There are two stories in the Times today...

...about the sexual abuse of children. Am I crazy, or do these both belong in the "Up is Down, Black is White" file? (All emphasis mine.)

The first is "Abuse Took Years to Ignite Belgian Clergy Inquiry":

The first resignation of a European bishop for abusing a child relative came unexpectedly on April 23. At 73, the Bruges bishop, Roger Vangheluwe, Belgium’s longest-serving prelate, tersely announced his retirement and acknowledged molesting “a boy in my close entourage.”

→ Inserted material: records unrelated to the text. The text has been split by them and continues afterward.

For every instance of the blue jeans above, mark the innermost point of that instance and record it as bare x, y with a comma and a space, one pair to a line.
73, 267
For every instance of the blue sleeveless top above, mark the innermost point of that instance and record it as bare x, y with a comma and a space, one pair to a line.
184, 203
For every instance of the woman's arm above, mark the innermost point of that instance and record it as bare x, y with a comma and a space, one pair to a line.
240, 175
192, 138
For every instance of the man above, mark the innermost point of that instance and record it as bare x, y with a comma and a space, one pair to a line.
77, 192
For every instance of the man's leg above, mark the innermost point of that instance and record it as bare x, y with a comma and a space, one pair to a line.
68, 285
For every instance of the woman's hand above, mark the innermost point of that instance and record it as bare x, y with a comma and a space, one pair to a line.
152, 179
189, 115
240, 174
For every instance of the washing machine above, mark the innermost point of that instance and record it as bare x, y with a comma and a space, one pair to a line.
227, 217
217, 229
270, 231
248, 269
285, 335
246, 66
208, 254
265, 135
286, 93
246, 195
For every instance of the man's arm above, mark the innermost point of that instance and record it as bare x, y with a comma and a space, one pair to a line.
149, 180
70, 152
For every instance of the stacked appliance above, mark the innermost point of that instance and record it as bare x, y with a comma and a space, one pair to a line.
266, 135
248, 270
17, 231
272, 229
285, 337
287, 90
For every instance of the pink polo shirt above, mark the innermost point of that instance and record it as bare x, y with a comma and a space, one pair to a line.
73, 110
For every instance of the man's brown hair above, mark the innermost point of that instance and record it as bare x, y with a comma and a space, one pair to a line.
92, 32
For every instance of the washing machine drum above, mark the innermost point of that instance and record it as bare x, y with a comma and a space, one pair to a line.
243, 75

The Vatican accepted the bishop’s resignation as the scandal erupted in April but said nothing about the case until the Belgian police raided church properties in late June, an act that Pope Benedict XVI called “deplorable.”

Bishop Vangheluwe, who retreated to a Trappist monastery, remains under investigation by the Belgian authorities in perhaps another child sexual abuse case and accusations that he concealed such complaints lodged against others.

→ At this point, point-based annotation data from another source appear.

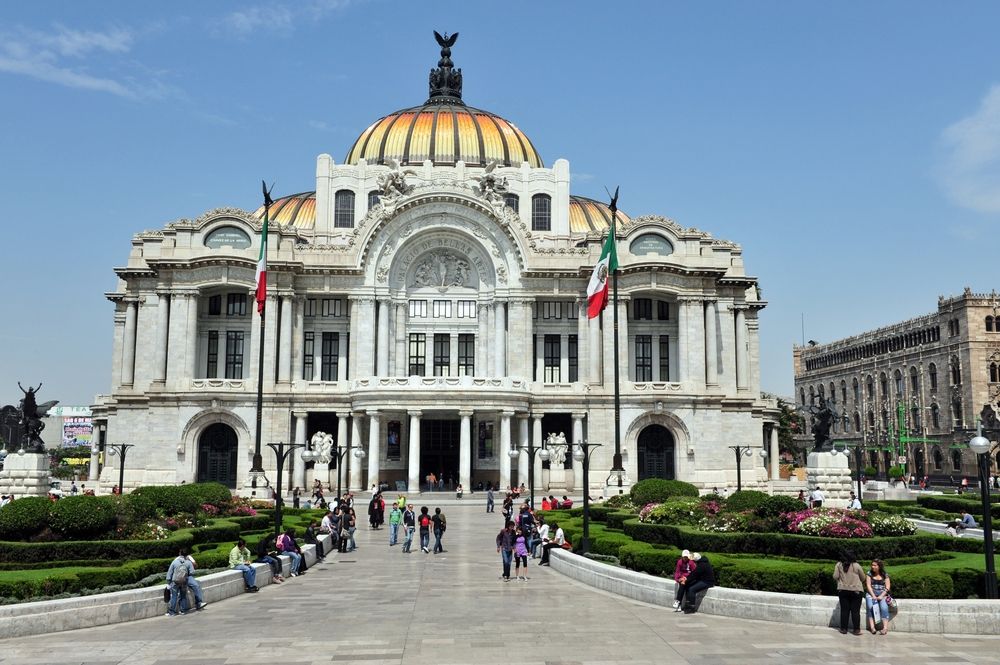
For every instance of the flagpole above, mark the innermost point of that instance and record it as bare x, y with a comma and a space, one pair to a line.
616, 468
257, 468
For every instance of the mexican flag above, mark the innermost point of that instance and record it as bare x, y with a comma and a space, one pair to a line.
597, 290
262, 261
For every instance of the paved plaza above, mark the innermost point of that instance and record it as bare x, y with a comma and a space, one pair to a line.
378, 605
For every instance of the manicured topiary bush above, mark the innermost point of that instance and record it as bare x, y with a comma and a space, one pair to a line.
658, 490
24, 518
83, 516
745, 500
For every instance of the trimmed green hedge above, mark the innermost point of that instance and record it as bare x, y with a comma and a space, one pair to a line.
784, 544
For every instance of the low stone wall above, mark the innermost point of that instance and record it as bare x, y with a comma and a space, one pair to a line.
47, 616
964, 617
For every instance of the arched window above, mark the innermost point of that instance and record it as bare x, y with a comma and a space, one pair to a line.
541, 212
343, 209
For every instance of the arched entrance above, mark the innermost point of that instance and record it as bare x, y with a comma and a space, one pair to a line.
656, 453
217, 448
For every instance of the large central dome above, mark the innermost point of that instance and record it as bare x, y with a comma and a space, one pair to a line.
444, 130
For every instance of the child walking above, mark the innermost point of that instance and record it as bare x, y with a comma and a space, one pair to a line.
520, 556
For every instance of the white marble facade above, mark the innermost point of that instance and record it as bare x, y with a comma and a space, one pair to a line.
436, 329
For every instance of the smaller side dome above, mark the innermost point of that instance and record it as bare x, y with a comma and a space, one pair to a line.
587, 215
297, 210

The second piece is titled, "Swiss Reject U.S. Request to Extradite Polanski":

Roman Polanski’s repeated claims that there was misconduct at his trial for having sex with a 13-year-old girl in 1977 ran into a brick wall in American courts. But they were enough apparently to convince Swiss authorities that he should walk free.

Switzerland announced Monday that it would not extradite Mr. Polanski, a famous film director, to the United States in part because of fresh doubts over the conduct of the judge in his original trial.

“He’s a free man,” the Swiss justice minister, Eveline Widmer-Schlumpf, said at a news conference on Monday.

Mr. Polanski fled the United States in 1978 after he had pleaded guilty to one count of having unlawful sex with a minor and spent 42 days in psychiatric evaluation in Chino State Prison.